Although 125I seed implantation has the advantages of minimal invasiveness, quick recovery, and few adverse reactions, there are various complications, such as worsening cough, pneumothorax, and hemoptysis. Generally, patients who cannot tolerate radiotherapy or chemotherapy and refuse radiotherapy and chemotherapy, present with tumor emergencies, and whose disease has progressed after radiotherapy and chemotherapy, could benefit from 125I seed implantation therapy. However, for SCLC, 125I seed implantation is the only local treatment, and systemic treatment is still required.

Conclusions

Iodine-125 seed implantation is a safe and effective supplementary treatment for patients with small-cell lung cancer, who cannot tolerate radiotherapy.

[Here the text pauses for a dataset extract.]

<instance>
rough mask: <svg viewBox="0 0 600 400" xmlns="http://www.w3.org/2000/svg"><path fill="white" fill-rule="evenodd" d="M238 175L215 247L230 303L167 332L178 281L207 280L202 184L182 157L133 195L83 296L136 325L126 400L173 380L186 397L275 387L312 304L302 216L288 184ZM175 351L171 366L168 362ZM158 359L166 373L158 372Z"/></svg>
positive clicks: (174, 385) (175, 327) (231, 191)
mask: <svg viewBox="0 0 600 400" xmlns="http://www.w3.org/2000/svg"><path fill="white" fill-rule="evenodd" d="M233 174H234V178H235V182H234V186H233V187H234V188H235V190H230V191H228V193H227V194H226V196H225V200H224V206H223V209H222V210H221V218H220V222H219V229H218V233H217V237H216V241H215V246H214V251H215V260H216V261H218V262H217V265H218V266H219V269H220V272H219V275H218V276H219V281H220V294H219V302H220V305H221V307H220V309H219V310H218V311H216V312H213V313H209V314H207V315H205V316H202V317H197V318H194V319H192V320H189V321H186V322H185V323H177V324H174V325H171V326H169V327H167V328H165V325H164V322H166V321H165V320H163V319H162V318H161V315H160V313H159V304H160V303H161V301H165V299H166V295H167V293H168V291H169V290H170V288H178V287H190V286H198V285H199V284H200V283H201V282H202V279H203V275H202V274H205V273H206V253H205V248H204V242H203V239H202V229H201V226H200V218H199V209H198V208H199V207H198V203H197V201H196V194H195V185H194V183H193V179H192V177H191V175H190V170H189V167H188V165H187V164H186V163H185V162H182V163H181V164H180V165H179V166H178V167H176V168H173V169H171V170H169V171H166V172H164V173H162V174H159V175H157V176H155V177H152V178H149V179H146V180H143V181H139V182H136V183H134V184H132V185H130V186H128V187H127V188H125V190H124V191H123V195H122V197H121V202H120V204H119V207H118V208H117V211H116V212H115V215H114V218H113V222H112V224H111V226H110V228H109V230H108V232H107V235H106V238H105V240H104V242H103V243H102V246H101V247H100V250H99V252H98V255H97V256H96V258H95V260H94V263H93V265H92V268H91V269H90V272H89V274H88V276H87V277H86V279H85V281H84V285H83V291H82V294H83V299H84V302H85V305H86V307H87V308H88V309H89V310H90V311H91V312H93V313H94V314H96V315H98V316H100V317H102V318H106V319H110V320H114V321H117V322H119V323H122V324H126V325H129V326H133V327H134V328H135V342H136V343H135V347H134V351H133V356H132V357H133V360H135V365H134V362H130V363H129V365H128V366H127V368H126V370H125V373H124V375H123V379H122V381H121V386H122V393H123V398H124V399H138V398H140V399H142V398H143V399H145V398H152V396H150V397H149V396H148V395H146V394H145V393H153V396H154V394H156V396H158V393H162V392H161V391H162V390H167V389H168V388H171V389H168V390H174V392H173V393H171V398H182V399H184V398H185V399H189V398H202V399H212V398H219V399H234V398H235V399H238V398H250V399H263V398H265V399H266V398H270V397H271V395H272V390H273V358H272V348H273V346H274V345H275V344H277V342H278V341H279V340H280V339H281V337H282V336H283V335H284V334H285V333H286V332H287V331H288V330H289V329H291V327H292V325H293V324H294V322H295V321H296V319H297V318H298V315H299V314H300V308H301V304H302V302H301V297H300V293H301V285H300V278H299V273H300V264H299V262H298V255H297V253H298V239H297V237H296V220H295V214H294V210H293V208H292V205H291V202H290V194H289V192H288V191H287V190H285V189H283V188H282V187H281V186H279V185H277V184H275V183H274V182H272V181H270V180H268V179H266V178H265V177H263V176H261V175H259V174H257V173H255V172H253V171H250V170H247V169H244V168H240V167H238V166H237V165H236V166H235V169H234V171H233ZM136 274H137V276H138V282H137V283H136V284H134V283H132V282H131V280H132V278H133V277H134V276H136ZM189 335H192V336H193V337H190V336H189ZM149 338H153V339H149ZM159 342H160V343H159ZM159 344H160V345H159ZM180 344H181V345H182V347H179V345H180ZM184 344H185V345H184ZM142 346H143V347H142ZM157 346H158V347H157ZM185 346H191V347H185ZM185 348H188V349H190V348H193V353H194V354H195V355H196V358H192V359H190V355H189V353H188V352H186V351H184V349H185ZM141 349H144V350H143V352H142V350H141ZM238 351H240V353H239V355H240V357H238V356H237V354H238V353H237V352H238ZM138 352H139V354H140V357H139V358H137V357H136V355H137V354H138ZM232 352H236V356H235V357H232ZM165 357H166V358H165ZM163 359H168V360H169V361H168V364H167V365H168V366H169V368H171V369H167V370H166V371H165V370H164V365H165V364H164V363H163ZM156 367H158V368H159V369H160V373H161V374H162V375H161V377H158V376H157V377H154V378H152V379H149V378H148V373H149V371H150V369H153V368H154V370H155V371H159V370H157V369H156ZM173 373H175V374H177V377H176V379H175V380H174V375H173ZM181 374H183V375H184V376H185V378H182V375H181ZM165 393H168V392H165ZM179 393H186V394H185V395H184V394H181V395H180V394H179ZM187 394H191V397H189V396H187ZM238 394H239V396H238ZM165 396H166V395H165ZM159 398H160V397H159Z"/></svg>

Ethics approval and consent to participate

The study was approved by the Ethics Committee of Cangzhou Fifth Hospital (People’s Hospital of Qingxian) (No. 201407141), and all patients have signed written informed consent.

Funding

This work was supported by the Cangzhou Key R&D Plan Guidance Project (No: 183302131) as well as the Cangzhou Science and Technology Plan Self-funded Project (No: 204106141).

Disclosure

The authors report no conflict of interest.